The protein plays an important role in the organism. The protein function depends on the protein structure and the protein structure rests with the protein sequence. How to predict the protein structure according to their sequence is a fascinating yet unsolved problem, and also is the focus of our research.Usually, there are several methods to predict the protein structure as follows: If the target sequence is quite similar to a protein whose structure we have known, Homology Modeling is the best choice; If the target sequence has a poor similarity to any one protein, Threading is suitable; If neither homologous proteins nor remote homologous proteins exist, AB Initio works.Protein structure prediction based on fragment database belongs to ab initio, and in the Sixth Critical Assessment in Structure Prediction, it is combined with homology modeling: In the tactic region , the coordinates are from the template, and in the non-tactic region, the coordinates is simulated in the method.

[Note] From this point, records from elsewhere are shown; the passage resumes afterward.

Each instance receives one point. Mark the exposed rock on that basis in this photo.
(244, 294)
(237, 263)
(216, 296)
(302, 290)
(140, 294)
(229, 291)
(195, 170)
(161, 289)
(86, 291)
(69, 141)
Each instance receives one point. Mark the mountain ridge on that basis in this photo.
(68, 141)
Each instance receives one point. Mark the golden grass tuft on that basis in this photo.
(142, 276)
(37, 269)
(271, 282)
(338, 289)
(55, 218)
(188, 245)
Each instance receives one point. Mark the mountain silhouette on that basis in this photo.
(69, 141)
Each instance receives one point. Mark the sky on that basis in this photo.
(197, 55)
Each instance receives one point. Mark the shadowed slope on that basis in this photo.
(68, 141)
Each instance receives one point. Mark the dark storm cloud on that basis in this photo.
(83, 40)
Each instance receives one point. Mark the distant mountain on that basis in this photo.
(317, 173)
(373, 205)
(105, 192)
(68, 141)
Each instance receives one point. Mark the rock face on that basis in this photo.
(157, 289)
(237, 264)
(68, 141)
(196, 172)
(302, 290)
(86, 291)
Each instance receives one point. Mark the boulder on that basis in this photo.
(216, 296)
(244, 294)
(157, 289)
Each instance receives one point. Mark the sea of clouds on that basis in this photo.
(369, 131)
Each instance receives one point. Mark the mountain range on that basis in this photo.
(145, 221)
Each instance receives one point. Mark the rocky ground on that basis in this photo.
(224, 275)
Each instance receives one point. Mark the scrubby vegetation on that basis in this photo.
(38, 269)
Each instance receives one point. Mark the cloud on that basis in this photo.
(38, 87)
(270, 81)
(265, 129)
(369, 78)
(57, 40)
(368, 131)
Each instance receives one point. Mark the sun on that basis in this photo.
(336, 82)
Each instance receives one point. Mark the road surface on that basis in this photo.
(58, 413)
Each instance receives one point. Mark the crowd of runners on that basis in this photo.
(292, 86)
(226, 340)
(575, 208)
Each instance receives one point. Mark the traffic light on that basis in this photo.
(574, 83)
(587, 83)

Before, we predict with the fragments of the same length. Though we can get a fairish result, the local optimal result can't necessarily lead to the global optimal result. It makes local prediction more difficult. So we try to reveal the relationship between the local sequence and the global sequence more accurately, with fragments that have definite structures and are quite conservative in the sequence.We propose a new prediction method based on fragment database so as to get the structure of the target sequence with information as little as possible. First, the proteins whose structures are known are split into fragments according to their structures, and then the fragments are clustered to form a fragment database. The fragments mentioned above are a new level of description to well understand and analyze the organization of protein structures. Second, the target sequence is cut into segments and each segment is assigned a certain structure according to the sequence information and the local optimal match algorithm. Then we use the shortest path algorithm to select optimal combinations to"cover"the protein sequence. The input is a target protein sequence and a library of fragments created by clustering fragments that were generated by cutting all protein structures. The output is a set of cutout fragments. The method can simulate the target sequence more accurately and reduce the computational complexity dramatically.